Reputation: 569
I'm new to the whole winforms programming. In the beginning, it seemed like all the code was ending up I'm the main form class. So i searched up how you're meant to organize code in winforms apps.
One solution I am trying right now is separate parts of the interface into user controls.
The problem is I'm not sure of the best way to communicate between controls and the main form. For example. Lets say I have a shape drawing type editing app. There's the main form and a user control which draws the objects. The main form holds the objects. And the user is able to select objects to edit and the selected object needs to be highlighted. So every time the selection changes, the main form has to tell the display control which object is now selected. Imagine if I had several user controls that needed to know information about the state in the main form. Every time something changed I'd have to call functions in all the controls to let them update. So in addition to the main form having to store a reference to the selected object all the controls are storing it as well. And i have to make sure they are all updated.

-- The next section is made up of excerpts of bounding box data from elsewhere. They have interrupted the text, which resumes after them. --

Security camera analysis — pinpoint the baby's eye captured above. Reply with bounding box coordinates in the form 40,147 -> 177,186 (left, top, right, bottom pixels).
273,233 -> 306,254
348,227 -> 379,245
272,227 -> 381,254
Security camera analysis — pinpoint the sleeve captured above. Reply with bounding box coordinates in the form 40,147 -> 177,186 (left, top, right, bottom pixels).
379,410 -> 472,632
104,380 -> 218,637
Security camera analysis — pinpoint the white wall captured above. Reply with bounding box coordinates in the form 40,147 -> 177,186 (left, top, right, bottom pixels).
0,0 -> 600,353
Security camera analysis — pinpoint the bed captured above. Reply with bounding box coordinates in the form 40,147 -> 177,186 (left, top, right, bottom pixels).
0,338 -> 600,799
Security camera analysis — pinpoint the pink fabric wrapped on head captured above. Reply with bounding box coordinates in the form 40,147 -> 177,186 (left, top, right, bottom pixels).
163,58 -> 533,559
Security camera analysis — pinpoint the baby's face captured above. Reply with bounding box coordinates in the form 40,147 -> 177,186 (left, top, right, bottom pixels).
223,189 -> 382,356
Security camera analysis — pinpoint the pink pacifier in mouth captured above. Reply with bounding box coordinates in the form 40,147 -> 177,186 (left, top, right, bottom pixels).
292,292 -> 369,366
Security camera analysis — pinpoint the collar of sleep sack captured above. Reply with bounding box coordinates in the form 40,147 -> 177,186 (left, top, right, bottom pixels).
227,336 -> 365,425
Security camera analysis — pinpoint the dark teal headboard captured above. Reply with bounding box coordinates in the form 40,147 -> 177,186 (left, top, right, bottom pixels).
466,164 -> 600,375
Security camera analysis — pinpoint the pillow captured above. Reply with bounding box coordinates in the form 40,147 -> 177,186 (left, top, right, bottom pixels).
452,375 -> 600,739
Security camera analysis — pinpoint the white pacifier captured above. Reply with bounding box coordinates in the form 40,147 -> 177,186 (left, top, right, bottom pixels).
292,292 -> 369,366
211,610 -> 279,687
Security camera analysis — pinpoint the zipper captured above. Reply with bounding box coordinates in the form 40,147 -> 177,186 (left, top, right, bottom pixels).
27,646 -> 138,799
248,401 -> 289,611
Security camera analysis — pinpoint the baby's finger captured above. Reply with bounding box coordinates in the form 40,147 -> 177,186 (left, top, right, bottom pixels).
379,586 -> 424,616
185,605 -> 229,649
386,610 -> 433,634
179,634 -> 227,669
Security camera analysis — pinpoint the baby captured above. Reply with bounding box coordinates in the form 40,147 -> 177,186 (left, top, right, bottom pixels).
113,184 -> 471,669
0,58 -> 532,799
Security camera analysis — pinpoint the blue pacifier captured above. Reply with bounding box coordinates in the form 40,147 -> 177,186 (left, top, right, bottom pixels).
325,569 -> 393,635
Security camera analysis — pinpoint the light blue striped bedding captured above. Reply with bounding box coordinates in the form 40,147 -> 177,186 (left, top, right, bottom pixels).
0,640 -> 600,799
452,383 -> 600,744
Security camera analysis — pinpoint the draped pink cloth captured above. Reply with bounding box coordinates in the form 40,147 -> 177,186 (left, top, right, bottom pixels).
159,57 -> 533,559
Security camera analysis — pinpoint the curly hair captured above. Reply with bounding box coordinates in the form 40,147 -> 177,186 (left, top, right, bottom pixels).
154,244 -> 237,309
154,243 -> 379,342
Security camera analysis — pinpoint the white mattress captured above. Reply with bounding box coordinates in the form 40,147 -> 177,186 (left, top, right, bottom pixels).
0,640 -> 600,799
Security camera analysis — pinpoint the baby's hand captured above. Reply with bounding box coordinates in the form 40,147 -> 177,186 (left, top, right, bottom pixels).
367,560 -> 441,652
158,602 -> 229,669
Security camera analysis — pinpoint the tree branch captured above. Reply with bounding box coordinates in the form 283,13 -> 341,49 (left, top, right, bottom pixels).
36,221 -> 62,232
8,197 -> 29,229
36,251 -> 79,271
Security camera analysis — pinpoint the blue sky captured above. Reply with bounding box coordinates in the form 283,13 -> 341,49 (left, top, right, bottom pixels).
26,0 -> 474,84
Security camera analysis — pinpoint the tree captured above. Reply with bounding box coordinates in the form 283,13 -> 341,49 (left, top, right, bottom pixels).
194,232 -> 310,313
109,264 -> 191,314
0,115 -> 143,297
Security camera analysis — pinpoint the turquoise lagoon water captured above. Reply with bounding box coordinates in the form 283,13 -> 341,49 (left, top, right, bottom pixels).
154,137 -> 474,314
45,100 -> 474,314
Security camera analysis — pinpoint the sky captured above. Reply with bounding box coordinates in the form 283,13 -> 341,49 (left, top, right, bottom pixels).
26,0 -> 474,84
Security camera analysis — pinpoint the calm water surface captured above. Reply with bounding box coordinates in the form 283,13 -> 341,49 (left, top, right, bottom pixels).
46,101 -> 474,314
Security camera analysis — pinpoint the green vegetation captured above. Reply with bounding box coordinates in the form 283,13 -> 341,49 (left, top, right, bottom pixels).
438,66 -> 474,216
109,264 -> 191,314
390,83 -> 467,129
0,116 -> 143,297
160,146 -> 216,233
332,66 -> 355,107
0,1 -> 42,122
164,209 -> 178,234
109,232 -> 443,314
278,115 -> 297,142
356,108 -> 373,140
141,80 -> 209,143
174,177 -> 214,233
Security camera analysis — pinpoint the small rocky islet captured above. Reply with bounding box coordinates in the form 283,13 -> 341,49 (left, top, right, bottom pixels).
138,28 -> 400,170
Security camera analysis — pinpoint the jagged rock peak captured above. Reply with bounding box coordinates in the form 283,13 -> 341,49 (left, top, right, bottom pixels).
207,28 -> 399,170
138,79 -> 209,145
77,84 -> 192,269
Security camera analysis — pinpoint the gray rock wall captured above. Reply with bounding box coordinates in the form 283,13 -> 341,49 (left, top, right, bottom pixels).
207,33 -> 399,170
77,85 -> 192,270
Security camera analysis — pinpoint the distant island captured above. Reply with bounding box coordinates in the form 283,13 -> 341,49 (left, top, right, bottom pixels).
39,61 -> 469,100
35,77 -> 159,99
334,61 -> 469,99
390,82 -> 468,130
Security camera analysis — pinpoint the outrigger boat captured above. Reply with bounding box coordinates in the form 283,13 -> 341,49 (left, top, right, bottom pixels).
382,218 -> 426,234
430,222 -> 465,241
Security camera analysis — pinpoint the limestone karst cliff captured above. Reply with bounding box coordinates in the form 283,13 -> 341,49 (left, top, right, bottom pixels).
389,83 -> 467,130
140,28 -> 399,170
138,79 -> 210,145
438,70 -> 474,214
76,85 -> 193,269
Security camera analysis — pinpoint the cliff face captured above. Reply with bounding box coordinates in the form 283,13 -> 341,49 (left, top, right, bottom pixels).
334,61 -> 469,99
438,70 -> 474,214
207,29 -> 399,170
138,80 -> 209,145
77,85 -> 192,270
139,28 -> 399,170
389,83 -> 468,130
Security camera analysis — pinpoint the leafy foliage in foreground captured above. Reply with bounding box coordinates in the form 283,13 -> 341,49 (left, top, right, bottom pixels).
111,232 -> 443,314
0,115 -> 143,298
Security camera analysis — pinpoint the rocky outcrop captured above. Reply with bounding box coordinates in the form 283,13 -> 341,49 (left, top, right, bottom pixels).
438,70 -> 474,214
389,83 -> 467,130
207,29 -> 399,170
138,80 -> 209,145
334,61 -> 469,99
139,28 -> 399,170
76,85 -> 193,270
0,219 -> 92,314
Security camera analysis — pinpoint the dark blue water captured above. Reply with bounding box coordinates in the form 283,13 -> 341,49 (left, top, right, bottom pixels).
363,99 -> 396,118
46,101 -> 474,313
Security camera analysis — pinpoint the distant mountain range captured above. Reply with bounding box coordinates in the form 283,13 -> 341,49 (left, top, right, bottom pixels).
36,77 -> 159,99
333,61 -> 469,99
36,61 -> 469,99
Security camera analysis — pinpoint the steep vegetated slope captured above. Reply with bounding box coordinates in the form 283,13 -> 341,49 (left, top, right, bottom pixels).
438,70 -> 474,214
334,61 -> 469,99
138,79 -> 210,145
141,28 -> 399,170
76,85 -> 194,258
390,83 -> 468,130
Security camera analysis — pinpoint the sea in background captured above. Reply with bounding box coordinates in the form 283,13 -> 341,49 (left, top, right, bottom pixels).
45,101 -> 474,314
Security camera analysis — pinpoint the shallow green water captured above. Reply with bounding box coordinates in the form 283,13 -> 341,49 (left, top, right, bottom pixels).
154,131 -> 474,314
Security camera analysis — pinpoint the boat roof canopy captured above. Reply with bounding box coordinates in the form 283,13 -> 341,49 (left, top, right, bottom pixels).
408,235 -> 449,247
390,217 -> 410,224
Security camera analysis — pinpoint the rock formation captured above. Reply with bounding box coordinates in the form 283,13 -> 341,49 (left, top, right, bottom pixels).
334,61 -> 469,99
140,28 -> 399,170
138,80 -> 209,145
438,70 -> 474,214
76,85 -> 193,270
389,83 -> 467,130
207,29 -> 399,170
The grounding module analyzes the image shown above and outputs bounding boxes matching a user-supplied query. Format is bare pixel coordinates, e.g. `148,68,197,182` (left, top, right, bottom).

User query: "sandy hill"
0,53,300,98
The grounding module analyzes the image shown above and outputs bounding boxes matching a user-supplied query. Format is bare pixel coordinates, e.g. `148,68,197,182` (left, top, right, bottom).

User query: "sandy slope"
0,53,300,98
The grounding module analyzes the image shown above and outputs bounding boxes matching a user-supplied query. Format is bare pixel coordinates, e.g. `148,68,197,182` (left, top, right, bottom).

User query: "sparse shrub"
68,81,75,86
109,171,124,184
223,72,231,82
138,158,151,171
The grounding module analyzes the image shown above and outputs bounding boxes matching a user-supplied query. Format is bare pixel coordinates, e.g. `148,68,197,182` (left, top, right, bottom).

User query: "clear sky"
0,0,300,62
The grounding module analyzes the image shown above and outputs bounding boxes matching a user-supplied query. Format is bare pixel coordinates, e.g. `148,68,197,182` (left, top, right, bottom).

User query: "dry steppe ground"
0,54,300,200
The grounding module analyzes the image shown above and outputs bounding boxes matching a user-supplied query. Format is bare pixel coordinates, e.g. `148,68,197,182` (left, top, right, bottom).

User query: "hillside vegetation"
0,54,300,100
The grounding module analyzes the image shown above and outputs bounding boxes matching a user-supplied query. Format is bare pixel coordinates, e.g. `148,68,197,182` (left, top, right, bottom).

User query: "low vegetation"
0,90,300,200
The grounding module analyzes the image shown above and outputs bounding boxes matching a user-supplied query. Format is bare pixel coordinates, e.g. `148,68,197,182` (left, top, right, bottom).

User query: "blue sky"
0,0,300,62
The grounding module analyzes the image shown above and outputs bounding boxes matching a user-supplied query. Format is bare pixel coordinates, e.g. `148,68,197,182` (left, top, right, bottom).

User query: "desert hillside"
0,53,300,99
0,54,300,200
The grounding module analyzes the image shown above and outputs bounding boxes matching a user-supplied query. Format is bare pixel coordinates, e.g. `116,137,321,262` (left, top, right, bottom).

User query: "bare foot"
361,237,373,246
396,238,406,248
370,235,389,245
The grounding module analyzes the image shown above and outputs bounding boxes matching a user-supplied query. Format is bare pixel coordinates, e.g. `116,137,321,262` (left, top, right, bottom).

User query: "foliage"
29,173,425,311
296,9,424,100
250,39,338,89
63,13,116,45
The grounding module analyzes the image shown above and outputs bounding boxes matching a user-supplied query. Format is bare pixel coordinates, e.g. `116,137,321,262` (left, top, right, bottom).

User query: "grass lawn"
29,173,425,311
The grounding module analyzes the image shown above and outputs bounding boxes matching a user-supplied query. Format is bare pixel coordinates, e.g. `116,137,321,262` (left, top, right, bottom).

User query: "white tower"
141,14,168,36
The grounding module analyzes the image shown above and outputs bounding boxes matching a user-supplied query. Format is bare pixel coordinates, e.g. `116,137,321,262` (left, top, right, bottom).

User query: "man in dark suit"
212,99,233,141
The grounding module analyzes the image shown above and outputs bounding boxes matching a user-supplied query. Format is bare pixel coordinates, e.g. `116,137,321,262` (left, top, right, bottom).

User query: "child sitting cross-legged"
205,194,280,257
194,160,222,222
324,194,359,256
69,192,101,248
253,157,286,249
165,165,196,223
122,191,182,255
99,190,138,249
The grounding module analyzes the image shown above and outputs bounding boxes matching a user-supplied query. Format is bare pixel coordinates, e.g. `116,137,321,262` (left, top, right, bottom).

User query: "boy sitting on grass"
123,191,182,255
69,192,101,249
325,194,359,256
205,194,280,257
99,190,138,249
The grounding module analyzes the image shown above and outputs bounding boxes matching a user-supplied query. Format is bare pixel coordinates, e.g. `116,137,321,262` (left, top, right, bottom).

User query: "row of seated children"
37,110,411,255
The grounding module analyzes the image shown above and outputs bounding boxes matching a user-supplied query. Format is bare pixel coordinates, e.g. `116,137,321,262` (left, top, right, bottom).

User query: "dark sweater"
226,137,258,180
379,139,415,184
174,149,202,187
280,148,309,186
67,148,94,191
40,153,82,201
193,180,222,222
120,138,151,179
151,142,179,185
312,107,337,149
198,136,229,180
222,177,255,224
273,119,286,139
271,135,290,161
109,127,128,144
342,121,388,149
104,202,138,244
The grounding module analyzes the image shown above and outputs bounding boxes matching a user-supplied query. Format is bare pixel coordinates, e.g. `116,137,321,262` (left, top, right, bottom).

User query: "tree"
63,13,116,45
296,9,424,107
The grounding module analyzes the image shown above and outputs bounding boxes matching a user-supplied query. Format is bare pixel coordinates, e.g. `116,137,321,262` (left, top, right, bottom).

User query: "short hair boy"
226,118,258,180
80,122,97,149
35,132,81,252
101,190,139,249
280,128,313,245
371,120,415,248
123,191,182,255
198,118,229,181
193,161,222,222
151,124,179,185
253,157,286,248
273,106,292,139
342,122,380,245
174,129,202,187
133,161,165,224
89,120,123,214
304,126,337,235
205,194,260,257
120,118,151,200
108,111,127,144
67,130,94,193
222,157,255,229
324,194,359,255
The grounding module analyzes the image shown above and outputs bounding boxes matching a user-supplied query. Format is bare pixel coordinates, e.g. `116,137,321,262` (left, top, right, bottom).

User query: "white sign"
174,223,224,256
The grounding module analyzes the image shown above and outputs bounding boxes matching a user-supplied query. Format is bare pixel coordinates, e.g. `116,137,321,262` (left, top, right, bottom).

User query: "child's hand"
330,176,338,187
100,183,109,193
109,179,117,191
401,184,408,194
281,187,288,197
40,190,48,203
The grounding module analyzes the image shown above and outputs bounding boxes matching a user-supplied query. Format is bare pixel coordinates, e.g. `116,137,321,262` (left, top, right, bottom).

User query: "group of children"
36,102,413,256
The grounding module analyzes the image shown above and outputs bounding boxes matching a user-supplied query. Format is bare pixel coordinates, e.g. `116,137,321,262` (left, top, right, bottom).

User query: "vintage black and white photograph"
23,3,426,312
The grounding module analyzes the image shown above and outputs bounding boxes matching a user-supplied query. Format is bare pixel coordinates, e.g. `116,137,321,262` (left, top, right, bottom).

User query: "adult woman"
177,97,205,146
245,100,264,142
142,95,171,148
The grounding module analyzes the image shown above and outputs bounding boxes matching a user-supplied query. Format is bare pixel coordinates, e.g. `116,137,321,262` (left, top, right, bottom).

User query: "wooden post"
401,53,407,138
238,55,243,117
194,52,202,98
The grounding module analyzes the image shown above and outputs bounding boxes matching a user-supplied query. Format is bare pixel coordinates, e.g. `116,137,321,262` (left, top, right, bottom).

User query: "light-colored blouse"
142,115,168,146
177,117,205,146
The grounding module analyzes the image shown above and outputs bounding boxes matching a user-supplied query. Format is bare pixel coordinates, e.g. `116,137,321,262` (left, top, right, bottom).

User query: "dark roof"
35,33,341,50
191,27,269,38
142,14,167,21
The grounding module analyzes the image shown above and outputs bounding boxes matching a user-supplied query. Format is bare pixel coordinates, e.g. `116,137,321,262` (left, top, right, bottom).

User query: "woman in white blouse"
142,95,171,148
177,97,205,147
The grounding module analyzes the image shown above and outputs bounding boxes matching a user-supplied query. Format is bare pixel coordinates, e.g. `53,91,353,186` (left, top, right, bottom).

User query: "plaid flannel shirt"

Another issue I have is that, I have a user control that lets you set properties of objects such as size or color. In order for the main form to know that a property changed, I need a custom event for each changeable setting, and then raise those events whenever a text box or checkbox changes and pass the value back. This seems like a lot of extra work. If everything was on the main form it would be so much easier. But then the main form class would be a million lines.
Am I going about all this the wrong way?
Upvotes: 1
Views: 2266
Reputation: 942
Rewinder is correct in that you should use events and INotifyPropertyChanged to handle all of the communication in the scenario you described.
Additionally, for the portion of the question in the second paragraph, why bother with an event for each setting? Use a single event with your own custom parameters that lets the subscriber of the event know exactly what was changed. You would still need to handle the various cases in the event handler, but it would certainly simplify things.
Upvotes: 3
Reputation: 14387
You can make your controls bind to an event on the main form. You can then raise that event from the main form and all your controls will be notified.
If you want to make the main form aware of changing properties in objects, you could implement the INotifyPropertyChanged interface on your objects. See here.